Type: Package
Title: Sparse Principal Component Analysis with Multiple Principal Components
Version: 0.1.0
Date: 2025-12-02
Description: Implements an algorithm for computing multiple sparse principal components of a dataset. The method is based on Cory-Wright and Pauphilet "Sparse PCA with Multiple Principal Components" (2022) <doi:10.48550/arXiv.2209.14790>. The algorithm uses an iterative deflation heuristic with a truncated power method applied at each iteration to compute sparse principal components with controlled sparsity.
License: MIT + file LICENSE
Imports: Rcpp (≥ 1.0.11)
LinkingTo: Rcpp, RcppEigen
RoxygenNote: 7.3.3
Encoding: UTF-8
NeedsCompilation: yes
Packaged: 2025-12-02 21:29:55 UTC; jeanpauphilet
Author: Ryan Cory-Wright ORCID iD [aut, cph], Jean Pauphilet ORCID iD [aut, cre, cph]
Maintainer: Jean Pauphilet <jpauphilet@london.edu>
Repository: CRAN
Date/Publication: 2025-12-09 08:50:02 UTC

Fraction of variance explained

Description

Computes the fraction of variance explained (variance explained normalized by the trace of the covariance/correlation matrix) by a set of PCs.

Usage

fraction_variance_explained(C, U)

Arguments

C

A matrix. The correlation or covariance matrix (p x p).

U

A matrix. The matrix containing the r PCs (p x r).

Value

A float.

Examples

library(datasets)
TestMat <- cor(datasets::mtcars)
mspcares <- mspca(TestMat, 2, c(4,4))
fraction_variance_explained(TestMat, mspcares$x_best)

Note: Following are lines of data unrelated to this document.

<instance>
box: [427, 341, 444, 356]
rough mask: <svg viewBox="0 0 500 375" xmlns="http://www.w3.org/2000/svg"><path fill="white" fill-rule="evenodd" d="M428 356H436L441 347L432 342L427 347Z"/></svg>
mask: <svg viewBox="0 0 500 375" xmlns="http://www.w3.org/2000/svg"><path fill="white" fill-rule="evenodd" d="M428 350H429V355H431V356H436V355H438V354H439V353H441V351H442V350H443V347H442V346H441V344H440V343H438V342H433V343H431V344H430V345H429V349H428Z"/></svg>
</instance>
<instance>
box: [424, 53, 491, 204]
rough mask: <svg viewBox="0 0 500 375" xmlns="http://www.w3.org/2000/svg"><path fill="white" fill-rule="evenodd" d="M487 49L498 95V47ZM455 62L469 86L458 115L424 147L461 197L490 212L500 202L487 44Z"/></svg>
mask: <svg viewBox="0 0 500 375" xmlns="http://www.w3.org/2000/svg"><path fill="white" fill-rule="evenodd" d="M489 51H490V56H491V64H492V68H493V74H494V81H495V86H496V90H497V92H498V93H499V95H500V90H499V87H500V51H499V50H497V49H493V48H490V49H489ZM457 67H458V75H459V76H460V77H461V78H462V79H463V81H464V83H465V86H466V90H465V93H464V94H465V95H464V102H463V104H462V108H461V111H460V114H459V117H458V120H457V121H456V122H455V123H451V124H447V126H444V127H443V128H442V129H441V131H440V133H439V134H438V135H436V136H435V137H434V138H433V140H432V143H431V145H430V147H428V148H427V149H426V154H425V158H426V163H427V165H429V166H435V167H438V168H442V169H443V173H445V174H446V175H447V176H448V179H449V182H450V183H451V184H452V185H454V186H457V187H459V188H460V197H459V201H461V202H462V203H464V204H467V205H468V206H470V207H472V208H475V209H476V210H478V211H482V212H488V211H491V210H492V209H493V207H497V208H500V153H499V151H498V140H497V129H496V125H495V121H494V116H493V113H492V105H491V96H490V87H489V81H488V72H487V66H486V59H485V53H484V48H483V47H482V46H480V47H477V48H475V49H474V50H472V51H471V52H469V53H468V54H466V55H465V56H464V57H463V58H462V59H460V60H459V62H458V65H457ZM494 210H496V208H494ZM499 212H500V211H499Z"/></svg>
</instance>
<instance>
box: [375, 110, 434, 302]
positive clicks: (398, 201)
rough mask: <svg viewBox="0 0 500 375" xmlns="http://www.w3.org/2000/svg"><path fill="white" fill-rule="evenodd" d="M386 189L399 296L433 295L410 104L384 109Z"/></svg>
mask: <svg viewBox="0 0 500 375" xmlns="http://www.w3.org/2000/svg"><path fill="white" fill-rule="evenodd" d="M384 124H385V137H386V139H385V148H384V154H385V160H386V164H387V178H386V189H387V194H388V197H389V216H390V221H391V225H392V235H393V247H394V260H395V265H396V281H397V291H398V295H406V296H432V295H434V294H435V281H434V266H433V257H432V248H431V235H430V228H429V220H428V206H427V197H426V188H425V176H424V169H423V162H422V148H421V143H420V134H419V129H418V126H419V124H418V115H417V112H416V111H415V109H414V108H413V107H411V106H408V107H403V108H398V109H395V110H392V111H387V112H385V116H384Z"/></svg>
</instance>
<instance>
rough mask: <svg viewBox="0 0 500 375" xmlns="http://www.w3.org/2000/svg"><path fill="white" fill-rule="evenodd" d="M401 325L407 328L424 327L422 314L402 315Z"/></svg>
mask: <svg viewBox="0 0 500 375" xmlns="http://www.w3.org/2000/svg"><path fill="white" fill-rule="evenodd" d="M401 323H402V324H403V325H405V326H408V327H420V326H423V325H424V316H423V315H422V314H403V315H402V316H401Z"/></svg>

Fraction of variance explained per PC

Description

Computes the fraction of variance explained (variance explained normalized by the trace of the covariance/correlation matrix) by each PC.

Usage

fraction_variance_explained_perPC(C, U)

Arguments

C

A matrix. The correlation or covariance matrix (p x p).

U

A matrix. The matrix containing the r PCs (p x r).

Value

An array.


Multiple Sparse PCA

Description

Returns multiple sparse principal component of a matrix using an iterative deflation heuristic.

Usage

mspca(
  Sigma,
  r,
  ks,
  maxIter = 200L,
  verbose = TRUE,
  violationTolerance = 1e-04,
  stallingTolerance = 1e-08,
  maxIterTPW = 200L,
  timeLimitTPW = 20L
)

Arguments

Sigma

A matrix. The correlation or covariance matrix, whose sparse PCs will be computed.

r

An integer. Number of principal components (PCs) to be computed.

ks

A list of integers. Target sparsity of each PC.

maxIter

(optional) An integer. Maximum number of iterations of the algorithm. Default 200.

verbose

(optional) A Boolean. Controls console output. Default TRUE.

violationTolerance

(optional) A float. Tolerance for the violation of the orthogonality constraints. Default 1e-4

stallingTolerance

(optional) A float. Controls the objective improvement below which the algorithm is considered to have stalled. Default 1e-8

maxIterTPW

(optional) An integer. Maximum number of iterations of the truncated power method (inner iteration). Default 200.

timeLimitTPW

(optional) An integer. Maximum time in seconds for the truncated power method (inner iteration). Default 20.

Value

An object with 4 fields: 'x_best' (p x r array containing the sparse PCs), 'objective_value', 'orthogonality_violation', 'runtime'.

Examples

library(datasets)
TestMat <- cor(datasets::mtcars)
mspca(TestMat, 2, c(4,4))

Orthogonality constraint violation

Description

Computes the orthogonality constraint violation defined as the distance (infinity norm) between U^\top U and the identity matrix.

Usage

orthogonality_violation(U)

Arguments

U

A matrix. Each column correspond to an p-dimensional PC.

Value

A float.

Examples

library(datasets)
TestMat <- cor(datasets::mtcars)
mspcares <- mspca(TestMat, 2, c(4,4))
orthogonality_violation(mspcares$x_best)

Description

Displays the output of the msPCA algorithm.

Usage

print_mspca(sol_object, C)

Arguments

sol_object

A list. The output of the mspca or twp function.

C

A matrix. The correlation or covariance matrix (p x p).

Value

None. Prints output to console.

Examples

library(datasets)
TestMat <- cor(datasets::mtcars)
mspcares <- mspca(TestMat, 2, c(4,4))
print_mspca(mspcares, TestMat)

Truncated Power Method

Description

Returns the leading sparse principal component of a matrix using the truncated power method.

Usage

tpw(Sigma, k, maxIter = 200L, verbose = TRUE, timeLimit = 10L)

Arguments

Sigma

A matrix. The correlation or covariance matrix, whose sparse PCs will be computed.

k

An integer. Target sparsity of the PC.

maxIter

(optional) An integer. Maximum number of iterations of the algorithm. Default 200.

verbose

(optional) A Boolean. Controls console output. Default TRUE.

timeLimit

(optional) An integer. Maximum time in seconds. Default 10.

Value

An object with 3 fields: 'x_best' (p x 1 array containing the sparse PC), 'objective_value', 'runtime'.

References

Yuan, X. T., & Zhang, T. (2013). Truncated power method for sparse eigenvalue problems. The Journal of Machine Learning Research, 14(1), 899-925.

Examples

library(datasets)
TestMat <- cor(datasets::mtcars)
tpw(TestMat, 4)

Variance explained per PC

Description

Computes the variance explained by each PC.

Usage

variance_explained_perPC(C, U)

Arguments

C

A matrix. The correlation or covariance matrix (p x p).

U

A matrix. The matrix containing the r PCs (p x r).

Value

An array.